Chef Chrissy recently created a sticky buns recipe especially for your Tovala. Check out the recipe below and the full tutorial on YouTube channel and tag us on social with your warm, caramel-y sticky buns.
Tovala Sticky Buns
Makes 8 large sticky buns
¼ cup. warm water
1 ¼ oz. packet active dry yeast
1/3 cup + pinch granulated sugar
¾ cup milk
6 tbsp. butter, softened
1 tbsp. orange zest
2 tsp. salt
4 ½ cups all-purpose flour
½ cup packed dark brown sugar
1 tbsp. cinnamon
Pinch of salt
4 tbsp. butter, soft
¾ cup packed dark brown sugar
3 tbsp. honey
½ tsp. cinnamon
1 tsp. salt
4 tbsp. butter, softened
1.5 cups chopped pecans
1/3 – ¼ cup heavy cream
Combine warm water, yeast, and a pinch of sugar in the bowl of a stand mixer fitted with a dough hook attachment. Let sit for 10 minutes until the yeast has foamed.
Add sugar, milk, butter, eggs, orange zest, salt, and flour. Mix with dough hook, starting on low and then increasing to medium speed until dough is smooth and pulling away from sides of the bowl. The dough should not be sticky; it should be similar to the consistency of thicker play dough.*
Let dough rise in a greased/buttered bowl until doubled in size. Make sure to cover the bowl to prevent the dough from drying out. This will take between 3-4 hours, depending on how cool or warm your house is.
Meanwhile, make the filling. Combine dark brown sugar, cinnamon, and salt. Set aside.
Make the topping. Combine dark brown sugar, honey, cinnamon, and salt.
Grease Tovala sheet tray or small baking dish and 2 Tovala trays*** (generously) with 4 tablespoons of butter.
Divide brown sugar-honey mixture on the bottom of Tovala sheet tray and Tovala trays. Add chopped pecans on top of honey-brown sugar mixture.
Once the dough has doubled in size, roll the dough out on a lightly floured surface. Lightly flour top of the dough and roll it out into a rectangle about ¼ inch thick.
Spread remaining 4 tbsp. of butter for the topping onto the dough. Sprinkle on brown sugar-cinnamon filling mixture and spread to edges of the dough.

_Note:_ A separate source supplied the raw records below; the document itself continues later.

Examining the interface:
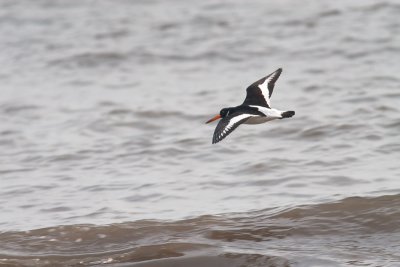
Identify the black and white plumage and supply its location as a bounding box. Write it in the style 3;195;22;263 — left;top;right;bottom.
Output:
206;68;295;144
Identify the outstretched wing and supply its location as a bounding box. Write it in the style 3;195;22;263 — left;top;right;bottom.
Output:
212;112;256;144
243;68;282;108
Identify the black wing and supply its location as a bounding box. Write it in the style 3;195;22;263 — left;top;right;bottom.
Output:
243;68;282;108
212;112;256;144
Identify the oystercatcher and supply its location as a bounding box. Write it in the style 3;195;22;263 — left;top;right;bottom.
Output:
206;68;295;144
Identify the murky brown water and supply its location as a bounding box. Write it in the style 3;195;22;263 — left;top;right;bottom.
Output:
0;0;400;267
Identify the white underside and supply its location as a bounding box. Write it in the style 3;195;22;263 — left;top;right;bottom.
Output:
243;116;278;124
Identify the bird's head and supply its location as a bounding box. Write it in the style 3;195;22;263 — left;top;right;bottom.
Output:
206;108;231;123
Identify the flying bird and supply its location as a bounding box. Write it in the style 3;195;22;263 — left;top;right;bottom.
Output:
206;68;295;144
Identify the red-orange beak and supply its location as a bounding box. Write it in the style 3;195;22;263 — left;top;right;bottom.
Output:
206;114;221;123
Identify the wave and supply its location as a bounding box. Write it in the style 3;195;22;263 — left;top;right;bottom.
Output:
0;195;400;266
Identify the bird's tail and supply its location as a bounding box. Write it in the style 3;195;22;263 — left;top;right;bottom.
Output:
281;110;295;119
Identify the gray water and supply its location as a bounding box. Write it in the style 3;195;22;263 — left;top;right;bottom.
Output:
0;0;400;266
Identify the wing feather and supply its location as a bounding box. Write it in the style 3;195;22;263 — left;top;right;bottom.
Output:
212;113;256;144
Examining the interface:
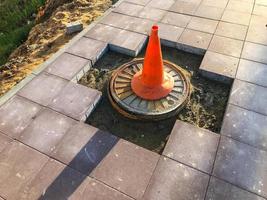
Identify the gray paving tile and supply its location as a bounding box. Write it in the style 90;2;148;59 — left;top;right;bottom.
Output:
222;10;250;25
215;22;247;40
91;140;159;199
70;177;133;200
195;5;224;20
206;177;264;200
158;23;184;47
246;15;267;45
161;12;191;28
163;120;219;173
209;35;244;58
200;51;239;81
144;157;209;200
241;42;267;64
45;53;91;80
221;104;267;150
49;82;102;121
177;29;212;55
0;132;12;152
109;30;147;57
170;0;200;15
213;136;267;197
17;159;86;200
52;123;118;174
0;142;48;199
187;17;218;33
113;2;144;17
0;96;41;138
18;73;68;106
236;59;267;87
226;0;253;14
147;0;175;10
85;24;121;43
66;37;107;63
19;109;75;154
229;79;267;115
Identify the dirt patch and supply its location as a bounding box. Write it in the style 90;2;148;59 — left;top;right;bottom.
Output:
80;47;230;153
0;0;112;96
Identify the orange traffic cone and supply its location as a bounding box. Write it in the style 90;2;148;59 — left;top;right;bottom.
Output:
131;26;174;100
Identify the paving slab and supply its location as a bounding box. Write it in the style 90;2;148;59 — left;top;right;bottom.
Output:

Roll the dough lengthwise - starting from edge nearest you. Once your dough is rolled into a log - portion it into 8 individual rolls. Slightly flatten the tops of each roll.
Cover the rolls and let them rise until doubled in size (about 2 hours). When they are appropriately risen, the dough should be slow to pop back into shape when pressed with your finger.
Before baking, add ¼ to 1/3 cup of heavy cream around (not on top of) the sticky buns to prevent the caramel from getting too hard. If using Tovala sheet tray, be mindful with this step.
Bake using the QR code below until golden brown.
Let buns cool slightly before inverting them onto a plate or onto a roll of parchment paper.
*You can also knead the dough by hand, but it will take more time.
**You can make these into overnight sticky buns. Rather than letting the dough rise for3-4 hours during the day, you can let the dough slowly rise in the refrigerator overnight. If you choose to let them rise overnight, you’ll still need to pull the dough out and let it rise for an additional hour before baking.
***Bake these Tovala meal trays separately from the Tovala sheet tray as a second batch or keep them in the refrigerator to bake the next day!